A Pentecost of Diversity

Most of us will get up tomorrow, go to work, have an exchange with various vendors to buy something we need, and at some point probably peruse some type of media informing us about the news of the day either through social media, print media, television, or Internet news sources. It is very likely that in the midst those daily rituals, we’ll encounter a disagreement with someone that will trigger a modicum of frustration that we’ll try to outsource to the negligence of someone else. In other words, there will probably be some sort of misunderstanding that irritates us.
Perhaps it’s the person whose political views are different than ours and what they said on Facebook. Perhaps it will be the internal dumbfounded gasp we will try to swallow when someone holds a contrary view than our own on subjects such as health care, the economy, or whatever else is in the news. Perhaps we’ll bump into someone who dresses in a manner divergent with our own norms. Maybe we’ll be irritated by a misunderstanding that arises from someone’s accent or the language they speak.

Why Lord couldn’t you have made the world simpler? Why can’t everyone be exactly like me so we could all get along?

Today is the feast of Pentecost. My challenge as a worker in the Church is trying to explain why things that happened 2000 years ago have any relevance today. Hopefully you already know the basics of the Pentecost story. Jesus was gone. The Apostles were scared. The Holy Spirit came. Tongues of fire descended. The Apostles overcame their fear by speaking in other languages and the Church spread.

It was a miracle and miracle stories are always nice to recall. They provide us with reassurance that God has supreme power and having personal knowledge of that power helps to reinforce our own desire to believe.

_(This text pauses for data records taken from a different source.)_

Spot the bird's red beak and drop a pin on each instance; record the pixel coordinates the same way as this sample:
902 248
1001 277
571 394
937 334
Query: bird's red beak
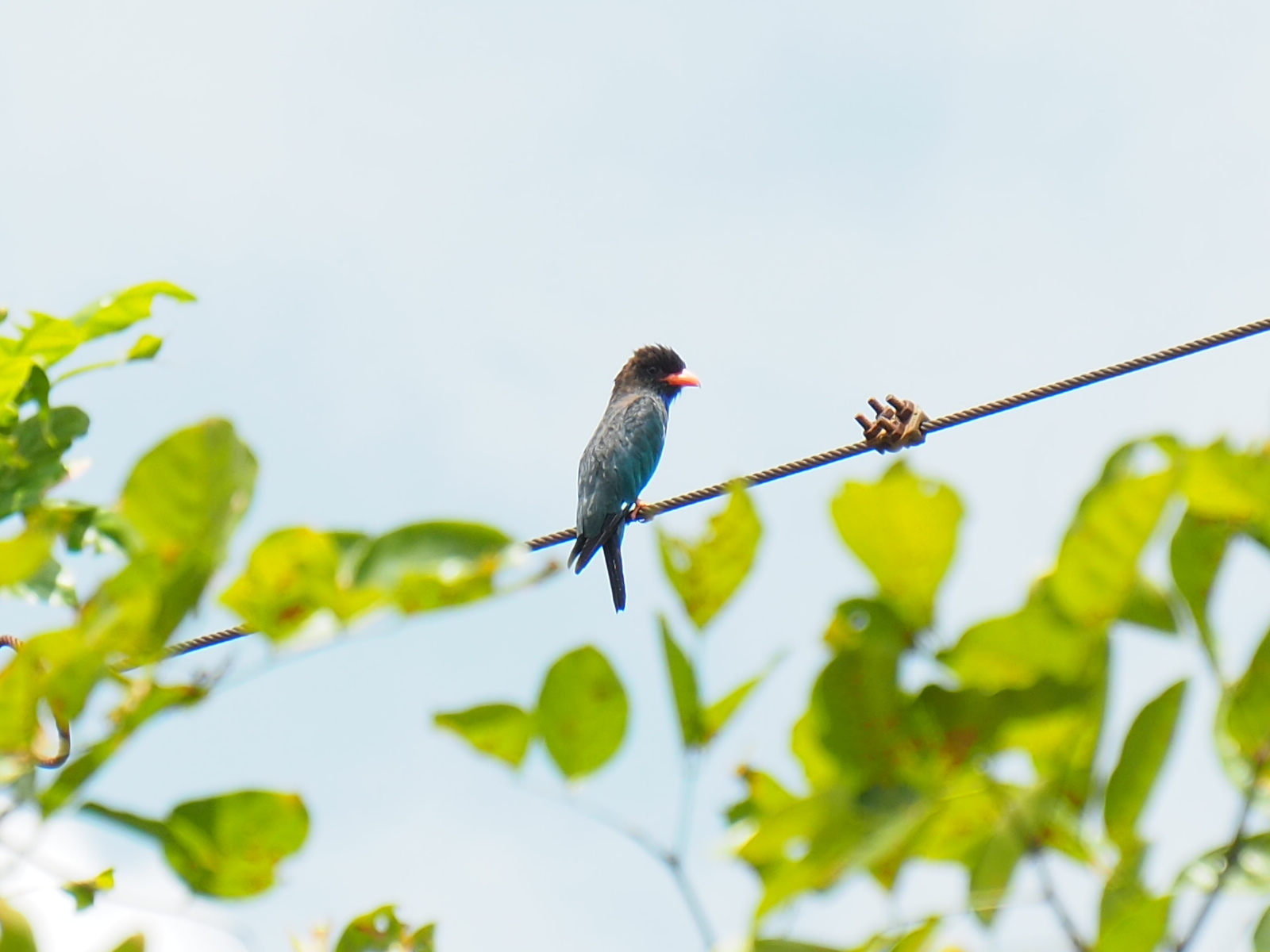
683 378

But there is also peril in recalling miracle stories from 2000 years ago. It can put a distance between us and the historical event and this can prevent us from seeing the miracles happening within our midst. To understand what I mean by this, I think it is important to look at

Pentecost and ask the question, “What could have been different about the story?” One alternative is this. It could have been a story where everyone began to speak the same language. Why were the Apostles’ capacity for multiple languages changed and not those who heard them changing to one language?

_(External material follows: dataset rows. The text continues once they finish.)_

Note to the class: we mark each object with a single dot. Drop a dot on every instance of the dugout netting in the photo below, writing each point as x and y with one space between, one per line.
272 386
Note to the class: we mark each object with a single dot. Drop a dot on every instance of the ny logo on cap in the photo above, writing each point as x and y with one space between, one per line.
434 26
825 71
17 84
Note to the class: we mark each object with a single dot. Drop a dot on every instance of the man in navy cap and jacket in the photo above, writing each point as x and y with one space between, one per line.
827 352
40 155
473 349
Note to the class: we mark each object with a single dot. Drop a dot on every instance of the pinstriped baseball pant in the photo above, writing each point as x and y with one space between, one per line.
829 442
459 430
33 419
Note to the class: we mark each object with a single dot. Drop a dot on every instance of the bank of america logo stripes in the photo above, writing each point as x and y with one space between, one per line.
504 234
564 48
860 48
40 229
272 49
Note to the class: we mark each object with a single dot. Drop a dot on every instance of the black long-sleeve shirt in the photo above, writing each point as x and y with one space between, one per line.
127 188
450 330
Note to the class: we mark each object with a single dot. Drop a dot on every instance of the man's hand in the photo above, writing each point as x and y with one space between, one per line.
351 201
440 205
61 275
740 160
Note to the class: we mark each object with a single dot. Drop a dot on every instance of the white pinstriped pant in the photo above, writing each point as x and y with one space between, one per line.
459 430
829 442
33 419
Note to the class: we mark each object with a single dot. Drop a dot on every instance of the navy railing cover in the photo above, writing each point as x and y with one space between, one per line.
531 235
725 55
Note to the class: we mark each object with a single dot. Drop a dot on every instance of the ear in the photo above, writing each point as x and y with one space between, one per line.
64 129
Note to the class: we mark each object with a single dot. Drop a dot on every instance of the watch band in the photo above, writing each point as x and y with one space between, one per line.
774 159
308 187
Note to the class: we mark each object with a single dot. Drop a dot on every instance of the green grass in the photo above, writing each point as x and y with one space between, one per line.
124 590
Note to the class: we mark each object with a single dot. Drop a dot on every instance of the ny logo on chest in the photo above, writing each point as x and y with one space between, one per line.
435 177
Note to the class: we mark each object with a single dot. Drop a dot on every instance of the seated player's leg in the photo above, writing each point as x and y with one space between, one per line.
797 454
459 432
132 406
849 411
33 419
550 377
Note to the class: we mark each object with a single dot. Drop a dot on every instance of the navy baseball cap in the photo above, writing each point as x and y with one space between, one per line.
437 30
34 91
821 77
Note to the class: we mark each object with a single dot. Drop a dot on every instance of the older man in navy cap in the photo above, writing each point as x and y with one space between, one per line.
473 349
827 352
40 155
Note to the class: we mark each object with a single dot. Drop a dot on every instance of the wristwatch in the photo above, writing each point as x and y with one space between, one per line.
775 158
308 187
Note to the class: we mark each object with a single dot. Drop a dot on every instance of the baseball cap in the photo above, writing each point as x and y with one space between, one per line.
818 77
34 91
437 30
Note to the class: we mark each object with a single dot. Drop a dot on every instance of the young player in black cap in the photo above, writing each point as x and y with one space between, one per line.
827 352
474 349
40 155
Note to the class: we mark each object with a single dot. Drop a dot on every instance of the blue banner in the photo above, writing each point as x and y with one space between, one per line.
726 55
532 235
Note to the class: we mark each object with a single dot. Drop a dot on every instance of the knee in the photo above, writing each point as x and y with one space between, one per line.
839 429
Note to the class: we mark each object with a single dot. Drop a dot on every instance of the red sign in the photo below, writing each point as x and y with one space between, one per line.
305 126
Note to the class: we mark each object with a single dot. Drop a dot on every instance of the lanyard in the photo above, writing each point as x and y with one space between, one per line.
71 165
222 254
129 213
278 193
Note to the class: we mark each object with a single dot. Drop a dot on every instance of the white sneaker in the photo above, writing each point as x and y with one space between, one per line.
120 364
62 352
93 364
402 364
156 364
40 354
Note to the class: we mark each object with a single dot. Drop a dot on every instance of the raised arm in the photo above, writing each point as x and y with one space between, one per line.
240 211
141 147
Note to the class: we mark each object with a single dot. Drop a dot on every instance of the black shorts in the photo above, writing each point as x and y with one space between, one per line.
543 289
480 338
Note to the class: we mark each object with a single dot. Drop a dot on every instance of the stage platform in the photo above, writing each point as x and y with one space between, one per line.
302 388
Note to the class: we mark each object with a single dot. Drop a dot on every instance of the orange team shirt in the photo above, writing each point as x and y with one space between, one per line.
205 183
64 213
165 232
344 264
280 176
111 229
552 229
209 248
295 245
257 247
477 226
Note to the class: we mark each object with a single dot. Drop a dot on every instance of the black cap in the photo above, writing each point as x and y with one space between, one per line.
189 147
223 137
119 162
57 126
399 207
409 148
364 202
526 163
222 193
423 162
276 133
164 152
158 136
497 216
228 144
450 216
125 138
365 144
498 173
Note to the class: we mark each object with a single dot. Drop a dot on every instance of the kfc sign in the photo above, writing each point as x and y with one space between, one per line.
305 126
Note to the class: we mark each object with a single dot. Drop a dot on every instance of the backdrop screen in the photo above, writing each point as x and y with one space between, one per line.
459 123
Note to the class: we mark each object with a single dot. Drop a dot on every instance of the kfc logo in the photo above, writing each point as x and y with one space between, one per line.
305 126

Pentecost frequently gets compared to the story of the Tower of Babel in which humanity’s arrogance led the inhabitants of Earth to build a very high tower at which point God curses humanity’s progress by confusing them with different languages to speak. This brought about disunity and prevented humanity from becoming more like God.

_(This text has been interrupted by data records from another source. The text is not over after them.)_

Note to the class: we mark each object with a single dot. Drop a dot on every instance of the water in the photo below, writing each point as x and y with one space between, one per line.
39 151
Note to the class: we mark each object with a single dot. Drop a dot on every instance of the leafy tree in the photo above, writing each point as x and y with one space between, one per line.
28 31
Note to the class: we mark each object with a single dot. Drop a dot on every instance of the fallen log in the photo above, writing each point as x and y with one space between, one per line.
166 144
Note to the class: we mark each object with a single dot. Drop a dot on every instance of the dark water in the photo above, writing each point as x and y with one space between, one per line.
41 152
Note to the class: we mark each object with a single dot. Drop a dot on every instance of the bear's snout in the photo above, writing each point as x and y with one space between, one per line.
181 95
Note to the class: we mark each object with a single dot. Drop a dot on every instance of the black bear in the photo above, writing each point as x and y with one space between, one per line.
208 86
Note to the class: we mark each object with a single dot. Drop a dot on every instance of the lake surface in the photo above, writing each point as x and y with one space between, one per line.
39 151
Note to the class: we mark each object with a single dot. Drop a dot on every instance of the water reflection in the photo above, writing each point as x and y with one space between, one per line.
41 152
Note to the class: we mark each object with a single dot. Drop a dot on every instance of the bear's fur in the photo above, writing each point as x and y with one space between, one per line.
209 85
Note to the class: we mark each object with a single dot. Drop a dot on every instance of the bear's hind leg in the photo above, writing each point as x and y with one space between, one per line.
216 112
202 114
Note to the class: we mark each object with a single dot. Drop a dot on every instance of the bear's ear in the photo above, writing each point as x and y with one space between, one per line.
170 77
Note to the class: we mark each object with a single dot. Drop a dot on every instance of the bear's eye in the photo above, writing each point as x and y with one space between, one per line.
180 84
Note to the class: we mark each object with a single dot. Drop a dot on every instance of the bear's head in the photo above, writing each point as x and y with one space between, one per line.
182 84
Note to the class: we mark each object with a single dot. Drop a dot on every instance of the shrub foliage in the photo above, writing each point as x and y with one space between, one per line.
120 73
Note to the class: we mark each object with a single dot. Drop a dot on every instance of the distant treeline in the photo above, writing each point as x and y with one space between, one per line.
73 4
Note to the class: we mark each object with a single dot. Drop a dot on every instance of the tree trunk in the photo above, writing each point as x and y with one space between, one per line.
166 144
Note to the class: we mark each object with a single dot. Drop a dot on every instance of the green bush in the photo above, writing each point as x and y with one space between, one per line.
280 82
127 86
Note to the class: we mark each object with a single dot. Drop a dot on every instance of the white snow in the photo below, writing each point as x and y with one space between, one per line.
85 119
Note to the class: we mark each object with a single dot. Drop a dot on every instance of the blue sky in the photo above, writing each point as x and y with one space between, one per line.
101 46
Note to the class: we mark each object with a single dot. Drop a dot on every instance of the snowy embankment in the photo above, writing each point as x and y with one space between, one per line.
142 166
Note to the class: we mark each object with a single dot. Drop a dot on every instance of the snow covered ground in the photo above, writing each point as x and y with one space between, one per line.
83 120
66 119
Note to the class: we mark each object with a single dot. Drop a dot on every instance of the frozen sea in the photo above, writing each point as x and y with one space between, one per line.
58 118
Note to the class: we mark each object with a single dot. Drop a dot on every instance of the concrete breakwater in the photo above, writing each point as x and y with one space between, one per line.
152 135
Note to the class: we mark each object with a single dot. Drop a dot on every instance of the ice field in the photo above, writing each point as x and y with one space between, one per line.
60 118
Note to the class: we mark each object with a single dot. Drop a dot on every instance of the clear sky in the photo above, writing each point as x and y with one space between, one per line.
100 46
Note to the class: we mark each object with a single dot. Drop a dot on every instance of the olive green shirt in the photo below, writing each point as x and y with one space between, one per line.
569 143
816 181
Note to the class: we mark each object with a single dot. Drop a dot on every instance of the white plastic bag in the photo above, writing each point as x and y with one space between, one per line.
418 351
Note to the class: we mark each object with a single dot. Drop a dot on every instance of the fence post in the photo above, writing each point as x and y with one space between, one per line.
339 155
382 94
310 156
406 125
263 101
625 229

Within this comparison, Pentecost is the “anti-Babel” experience, the event when Babel’s curse is undone. But I think that misses a key detail in the story. It isn’t that everyone at Pentecost is speaking the same language so as to return to the way of life before Babel. Rather Pentecost is about the ability for the congregants to understand the Apostles each in their own language.
From that point of view, I think Pentecost is very relevant as a miracle within our daily lives. God isn’t interested in bringing us into some sort of fascist-like conformity. God’s design is not about artificial or forced uniformity. Instead, the miracle of Pentecost illustrates that the Holy Spirit blesses us to find communion amid our differences.

So the next time a co-worker baffles you with his behavior, or you disagree with someone’s politics, or you have an encounter on the street in which someone who you misunderstand because of their culture and language, pray for a moment of Pentecost. The miracle to be found is not in castigating differences into a submissive unity. The miracle to be found is how God blesses those differences and will speak to everyone through them.

Peace found through difference is difficult and that is what makes it miraculous. If we allow the Holy Spirit to dwell within us and transform us, then Peace within our differences is the miracle of a new and immanent Pentecost. It isn’t something that only happened 2000 years ago, but is something that can happen (in small ways and grand) today.